Я.Б. И в изобразительном искусстве — вспомни выставки художественные, которые сносили бульдозерами. Это же тоже был колоссальный прорыв, это расшатывало официальное искусство.

Л.А. Конечно. А вот был ли в шестидесятничестве такой сегмент, вот делал заготовки на то время, когда, пусть через триста лет, Византийская империя рухнет. Я вот сейчас перечитываю книгу Натана Эйдельмана «Мой XVIII век». Он пишет о Панине и о Фонвизине, которые во времена императрицы Анны Иоанновны начали писать проект конституции и продолжали писать его при Петре III, при Екатерине, при Павле, и кончилось тем, что этот проект пришлось сжечь, потому что пришли забирать. Т. е. они писали конституцию при Анне Иоанновне, когда никаких надежд на принятие этой конституции не было. Они писали загодя. Были у нас такие люди?

Я.Б. Были. Во-первых, это был Сахаров, который говорил о конвергенции. Это одно крыло. Но были и так называемые русские националисты, которые тоже расшатывали этот строй, но они звали как бы к плюсквамперфект-ным временам. Владимир Осипов, например.

Л.А. И Солженицын.

Я.Б. Солженицын позже стал так выступать. Было и либеральное, что ли, крыло, которое сегодня выросло. Но тогда либералы не делали ничего. Гайдар не был диссидентом и не был шестидесятником.

Л.А. Но он тогда еще в коротких штанишках бегал.
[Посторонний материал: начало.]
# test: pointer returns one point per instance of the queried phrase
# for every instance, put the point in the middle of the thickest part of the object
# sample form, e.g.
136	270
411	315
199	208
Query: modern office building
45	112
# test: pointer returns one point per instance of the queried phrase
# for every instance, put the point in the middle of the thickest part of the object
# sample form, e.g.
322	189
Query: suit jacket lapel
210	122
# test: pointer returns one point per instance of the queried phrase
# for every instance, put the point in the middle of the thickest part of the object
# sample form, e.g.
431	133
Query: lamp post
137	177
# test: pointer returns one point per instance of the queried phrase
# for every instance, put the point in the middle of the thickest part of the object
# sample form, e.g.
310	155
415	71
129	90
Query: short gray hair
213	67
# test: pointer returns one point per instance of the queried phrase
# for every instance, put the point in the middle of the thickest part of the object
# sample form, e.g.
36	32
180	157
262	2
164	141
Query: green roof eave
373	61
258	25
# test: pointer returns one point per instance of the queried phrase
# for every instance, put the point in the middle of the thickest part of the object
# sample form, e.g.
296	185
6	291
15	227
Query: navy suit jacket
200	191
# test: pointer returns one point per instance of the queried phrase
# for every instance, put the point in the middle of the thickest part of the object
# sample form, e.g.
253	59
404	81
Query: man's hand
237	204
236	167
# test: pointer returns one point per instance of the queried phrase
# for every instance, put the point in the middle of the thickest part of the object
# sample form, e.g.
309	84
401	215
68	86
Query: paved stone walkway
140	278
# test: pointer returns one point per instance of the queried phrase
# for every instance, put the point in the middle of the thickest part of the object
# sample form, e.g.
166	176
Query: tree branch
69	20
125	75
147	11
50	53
Я.Б. Да, те люди, которые потом выступили с этой программой, они спонтанно с ней выступили, программа не была продумана и не успела укорениться в мозгах. С идеями Хаека, Мизеса мы стали знакомиться значительно позже, в диссидентской литературе этого не было.
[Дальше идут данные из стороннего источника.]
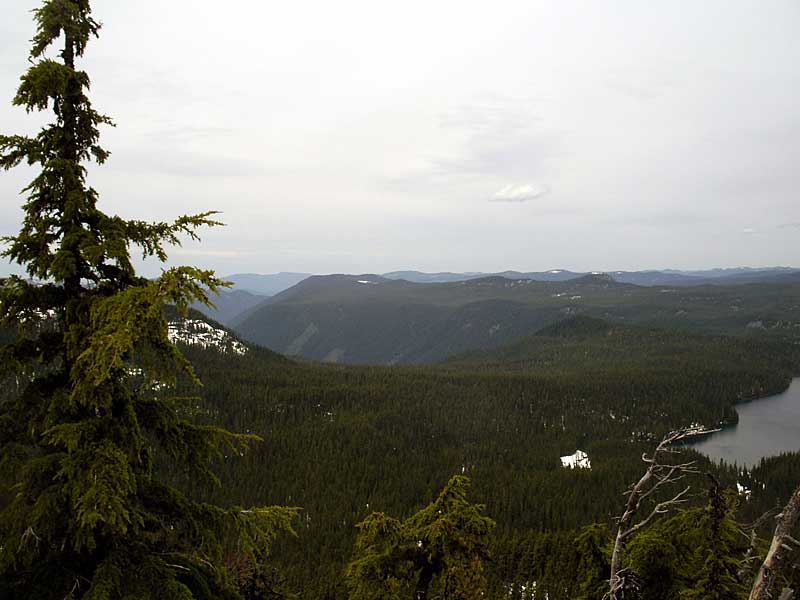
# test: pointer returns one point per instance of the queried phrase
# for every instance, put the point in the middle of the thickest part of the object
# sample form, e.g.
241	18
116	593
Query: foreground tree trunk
657	474
782	544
Л.А. Т. е. ты считаешь, что было сделано много, но скорее в плане духовного освобождения, чем в плане реальной подготовки к переменам.

Я.Б. Да. Хотя мы видели, что у руля герантократы, представить себе, что этот режим в одночасье рухнет, было трудно.

Л.А. И Паниных тогда не нашлось?

Я.Б. Нет.

Л.А. Твоя очередь, Сережа.

С.К. Я начну с твоей реплики о том, что у тебя был Яков Михайлович, за чьей спиной ты жила благополучно.

Л.А. Да, он мне все рассказывал, хотя и без подробностей. Например так: «Они хотят, чтобы вы каждый день сидели на работе». Я говорю: «Яков Михайлович, а зачем это им надо», «Они мне сказали…». Оказалось, что они в те дни ставили подслушивающие аппараты в моей квартире. Я спрашивала: «А что мне делать целый день, у меня работы сейчас нет». — «Ну сидите письма друзьям в тюрьму пишите», — говорил Яков Михайлович. Кстати сказать, это очень типичная для 60-х годов ситуация. Ведь ты был мой начальник, я была тебе бесконечно благодарна, но сказать, что мы были друзьями, ходили друг к другу чай пить, этого не было. Были перегородки какие-то, но и я знала, что Яша свой, и если б я только одна у Яши была, у него там целый отдел был кошмарных людей, которые сидели все за его спиною, и безобразничали.

С.К. Да, так я все-таки начну с конца. Диссидентство и вообще шестидесятники — каков их вклад в отечественную историю. Я думаю, что вклад этот велик и недооценен. Я не стану повторять того, что говорил Яков Михайлович относительно роли шестидесятников в создании общественной атмосферы. Между прочим, этот период, позднесоветский период, был периодом некоторых удивительных открытий для нашей истории. Оказалось, что такая грубая, жесткая вещь, как советская власть, не может существовать без некоторой общественной поддержки, что, если она лишается этой поддержки, у нее наступают трудные времена. Кто бы мог подумать об этом в сталинское время? Да никому бы и в голову это не пришло. Конечно, КГБ в сталинскую пору — НКВД, вернее, как бы оно там ни называлось, интересовались разговорами в обществе. Это было для них важно, но не первостепенно важно, это не было прощупыванием прочности власти. Они в этой прочности были убеждены при помощи ГУЛАГа, Главлита и прочих институций.

Я.Б. Вы знаете, они держались не только благодаря институциям, но и на личной преданности людей, которые свято верили в идеалы социализма. Дядя мой, член партии, ближайший сподвижник Орджоникидзе, был арестован, сослан, но он вышел из ГУЛАГа таким же сталинистом, каким он был, говорил: были ошибки, перегибы.